HI. My name is Rick. I am a retired government officer and live with my wife in an apartment in the La Perla district of Mar del Plata. If a US family wants to relocate to Argentina, you will truly love it as I do... provided you have an income from outside the country and are fluent in Spanish. Running a business here is not for the faint of heart... hard work alone won't get it. The biggest problem in my opinion is that the court system doesn't work. Period. I love the country, but it will never be a reasonable place to run a business until the courts quit acting like the mafia and act more like courts. Laws only apply to those without influence here. Rich kids cause accidents, driving Daddy's Land Rover like idiots while coked out of their heads, kill innocent people and get by without even a hand slap... it happens.

I love this country, but I live off my retirement, the occasional consulting gig, and the revenue from a few websites. All the revenue goes to my US bank account. My daughter goes to the bank once a month to wire us money from the account. Same for my wife who has some rental property income in the US, plus her teacher's salary in MarDel.

I have spoken Spanish since childhood, growing up near the Texas/Mexican border. My wife speaks no English, nor does anyone I know here.

Everything FerFal says about the security situation here is true, from my personal experience. If you are not extremely ready to confront an attacker here with deadly force, you would probably do a lousy job of protecting your family. The thugs here HATE anyone who has more than they, and have nothing but contempt for anyone who has less. If you like to fight 4 - 5 armed guys at a time, come on down, and... as Ferfal says, bring your camera.

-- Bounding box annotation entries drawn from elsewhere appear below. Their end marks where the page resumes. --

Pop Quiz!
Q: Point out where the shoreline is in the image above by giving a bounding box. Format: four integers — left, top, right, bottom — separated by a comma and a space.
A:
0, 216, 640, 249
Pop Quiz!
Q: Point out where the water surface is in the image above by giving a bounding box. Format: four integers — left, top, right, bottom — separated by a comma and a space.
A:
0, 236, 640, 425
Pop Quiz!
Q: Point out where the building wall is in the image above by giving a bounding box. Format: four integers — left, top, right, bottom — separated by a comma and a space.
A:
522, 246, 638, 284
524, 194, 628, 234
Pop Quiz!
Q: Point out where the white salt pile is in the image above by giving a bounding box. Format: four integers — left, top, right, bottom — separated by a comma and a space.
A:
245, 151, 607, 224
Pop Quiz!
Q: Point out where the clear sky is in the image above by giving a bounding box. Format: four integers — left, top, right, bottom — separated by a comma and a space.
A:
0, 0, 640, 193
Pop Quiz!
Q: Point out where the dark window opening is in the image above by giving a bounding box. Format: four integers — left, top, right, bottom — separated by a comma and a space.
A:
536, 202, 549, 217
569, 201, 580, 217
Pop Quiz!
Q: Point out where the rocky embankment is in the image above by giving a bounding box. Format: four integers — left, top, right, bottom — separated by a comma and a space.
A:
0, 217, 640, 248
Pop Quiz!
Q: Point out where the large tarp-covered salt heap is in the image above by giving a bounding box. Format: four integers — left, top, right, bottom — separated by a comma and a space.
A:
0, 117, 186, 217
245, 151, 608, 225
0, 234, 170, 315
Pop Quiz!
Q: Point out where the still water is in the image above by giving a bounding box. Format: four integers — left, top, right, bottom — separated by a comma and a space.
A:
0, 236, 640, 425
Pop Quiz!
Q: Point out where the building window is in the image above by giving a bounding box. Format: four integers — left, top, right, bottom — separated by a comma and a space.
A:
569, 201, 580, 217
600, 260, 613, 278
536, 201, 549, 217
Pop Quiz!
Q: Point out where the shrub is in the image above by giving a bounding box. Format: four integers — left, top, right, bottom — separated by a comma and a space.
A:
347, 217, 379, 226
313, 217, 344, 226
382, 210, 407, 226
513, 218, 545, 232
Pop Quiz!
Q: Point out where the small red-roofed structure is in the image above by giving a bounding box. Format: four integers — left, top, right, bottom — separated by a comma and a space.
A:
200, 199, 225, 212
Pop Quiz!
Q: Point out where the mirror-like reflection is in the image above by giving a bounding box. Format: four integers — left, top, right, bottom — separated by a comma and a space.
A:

I do security training for the armed forces of various countries, and have developed a 30-page report on issues for Traveler's Security. If FerFal gives permission, I will be pleased to email anyone who requests a copy. My email is rick_davis7@hotmail.com and can be reached on Skype as CapnRick. In it you will find that FerFal makes a lot of the same recommendations as I do, from a slightly different perspective. His view is really spot on for Argentina, whereas as my reports were developed from over 30+ years traveling the globe, mainly Latin America. Please feel free to reproduce, quote or forward the report as you see fit with no restriction or obligation.

We all need to help one another. I have been helped in many ways down through the years.

FerFal, I am a big fan. Feel free to edit this in any way. Please feel free to call me in MarDel via Skype or email me and I will email my Traveler Security report so you can look it over. I actually added some stuff your reports reminded me of that I had forgotten... so, I guess it's your report, too. Suerte to you and yours.

ps: your picture of the brave Dogo looks exactly like my white pit-bull/boxer mix... a 40 kilo female named Mafi, except her ears were not cropped. She is an EXCELLENT security dog. As you said... impervious to pain and as deadly as a shotgun. Only Dogo fans recognize that she is NOT one.